Joshua’s father worked his hands to burls by hauling nets for other men. His mother washed clothes for half the town and, Joshua swears, never slept but labored to save each penny. Though she baked pies every Sunday, Joshua never tasted a single one, for they were all sold and the money stashed in clay jugs. Finally the day came when his father could buy his own boat.
“We had the boat for only half a season,” Joshua explained. “My father and brother went out every day while my mother and I sold the fish at the market. I hated gutting and scaling all day. Then my father invited me to come out on the boat, but my mother said I was too young, that I would be bad luck. So the next morning I snuck out of the house and hid under the nets. My father knew I was there, but he didn’t say anything.” As his hands shaped the story for me, tears welled in the boy’s eyes at the recollection. His fingers now churned a vicious storm before my face. His cupped hands, signifying the boat, rolled and shuddered under the force of the gale. “Father told me to hold the brace line, but I couldn’t. I lost it, and the boom knocked them into the water. The sea took them because I was weak.”
This, at least, was the basic story, though my pen can’t paint the scene as cruelly as his hands and features did. The hurricane pushed his broken boat deep into the Gulf Stream, and strong westerlies took him the rest of the way to the edge of Mabbot’s hunting grounds, where she found him half-dead on the deck. He has been with Mabbot for three years since. He has sworn not to return home until he can buy his mother a proper house to replace the drafty shack he grew up in.
“I didn’t know anything,” the boy said. “When I’m old enough to captain my own ship, when I’m rich, I’ll go back.” After a solemn moment, Joshua seemed to be ready to continue with our writing lesson, but I was too horrified by the thought of his mother, widowed and alone, thinking the boy was dead.
“When my wife died,” I tried to tell him by means of drawings and rudimentary signs, “I thought it was my fault, for not keeping the windows sealed against the cold, for not having money enough for a better doctor. There is no end to that kind of”—I struggled to find the right sign—“heart-wringing. If your mother is still alive, she cares not about ropes or storms. Go home. She will weep with happiness. She will thank God. At least let us try to send her a letter.”
“What do you mean?”
“Mr. Apples could not have held that rope. You were just a child—”
“No, what do you mean, ‘if she’s still alive’?”
Here my patchwork communication failed me. “I meant nothing. Only that people die on land as well. The grief of losing everyone at once, that can make a mother ill.”
Despite trying to fight them back, the tears spilled down his cheeks as his hands shredded the air with their speed, far surpassing my comprehension.
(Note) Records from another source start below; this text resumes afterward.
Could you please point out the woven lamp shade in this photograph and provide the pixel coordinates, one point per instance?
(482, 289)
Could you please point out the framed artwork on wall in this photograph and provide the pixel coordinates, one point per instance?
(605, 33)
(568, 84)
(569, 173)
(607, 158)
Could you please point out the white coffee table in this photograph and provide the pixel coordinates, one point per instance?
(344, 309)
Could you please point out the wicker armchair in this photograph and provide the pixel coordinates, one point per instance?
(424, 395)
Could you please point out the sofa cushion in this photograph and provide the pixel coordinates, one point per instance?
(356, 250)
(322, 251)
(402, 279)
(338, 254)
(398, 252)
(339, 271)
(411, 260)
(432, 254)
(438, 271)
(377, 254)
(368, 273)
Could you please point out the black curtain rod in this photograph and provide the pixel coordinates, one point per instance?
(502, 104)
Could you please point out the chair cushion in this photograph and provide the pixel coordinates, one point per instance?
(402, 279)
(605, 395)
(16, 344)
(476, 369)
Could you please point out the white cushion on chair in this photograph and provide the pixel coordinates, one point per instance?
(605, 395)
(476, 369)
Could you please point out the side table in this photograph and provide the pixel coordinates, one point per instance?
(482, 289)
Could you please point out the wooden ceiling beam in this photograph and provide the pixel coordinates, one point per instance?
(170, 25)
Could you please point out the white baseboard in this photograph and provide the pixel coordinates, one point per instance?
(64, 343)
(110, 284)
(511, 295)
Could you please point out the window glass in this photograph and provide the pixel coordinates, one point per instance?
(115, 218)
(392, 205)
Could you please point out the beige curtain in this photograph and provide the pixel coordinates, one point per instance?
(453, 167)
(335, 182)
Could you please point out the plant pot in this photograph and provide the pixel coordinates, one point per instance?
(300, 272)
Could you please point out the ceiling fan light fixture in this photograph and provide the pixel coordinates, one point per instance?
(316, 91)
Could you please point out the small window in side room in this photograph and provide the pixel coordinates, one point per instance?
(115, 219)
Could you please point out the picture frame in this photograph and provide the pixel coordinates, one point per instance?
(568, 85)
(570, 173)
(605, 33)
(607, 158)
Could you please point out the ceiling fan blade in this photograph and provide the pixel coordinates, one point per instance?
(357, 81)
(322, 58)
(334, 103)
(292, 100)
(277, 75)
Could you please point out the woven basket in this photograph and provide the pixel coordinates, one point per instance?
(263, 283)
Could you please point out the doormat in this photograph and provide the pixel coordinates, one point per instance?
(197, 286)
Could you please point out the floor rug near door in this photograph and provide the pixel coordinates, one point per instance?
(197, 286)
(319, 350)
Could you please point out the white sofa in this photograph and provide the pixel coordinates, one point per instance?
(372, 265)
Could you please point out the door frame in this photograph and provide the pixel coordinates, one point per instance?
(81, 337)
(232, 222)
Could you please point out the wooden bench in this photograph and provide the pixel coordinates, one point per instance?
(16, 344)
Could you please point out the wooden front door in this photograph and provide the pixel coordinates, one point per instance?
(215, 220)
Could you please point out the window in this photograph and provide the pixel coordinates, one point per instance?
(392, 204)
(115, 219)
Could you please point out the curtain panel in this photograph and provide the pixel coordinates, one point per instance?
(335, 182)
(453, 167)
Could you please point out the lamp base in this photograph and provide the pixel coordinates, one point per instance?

When I begged him to slow down, he laid this out for me: “It’s my fault. Everything is gone. I have nothing to give her. Better she thinks I’m dead. If I can bring something good back for her, I will. If not, I will stay dead.”
It is hard to know how much the boy understood of my fumbling. When he left, he was deeply agitated. I would like to blame the gestures, but it was a sobering conversation in any language. I suppose that, in his grief, he had never considered that he might lose her too. She was a fixture, as constant as the lighthouse on the sandy bluff he had drawn for me. Like countless young men before him, he is on a journey to find the cures for the toil and poverty he’d left behind. The Rose was the place to prove himself strong and brave, and, with the wraiths dispelled, he would arrive home with stories to tell, as the son in a fairy tale comes home with a golden duck. Clumsy as I may have been, I hope I’ve cured him of such notions. The good things of the world are around the hearth. We’d all be better off at home.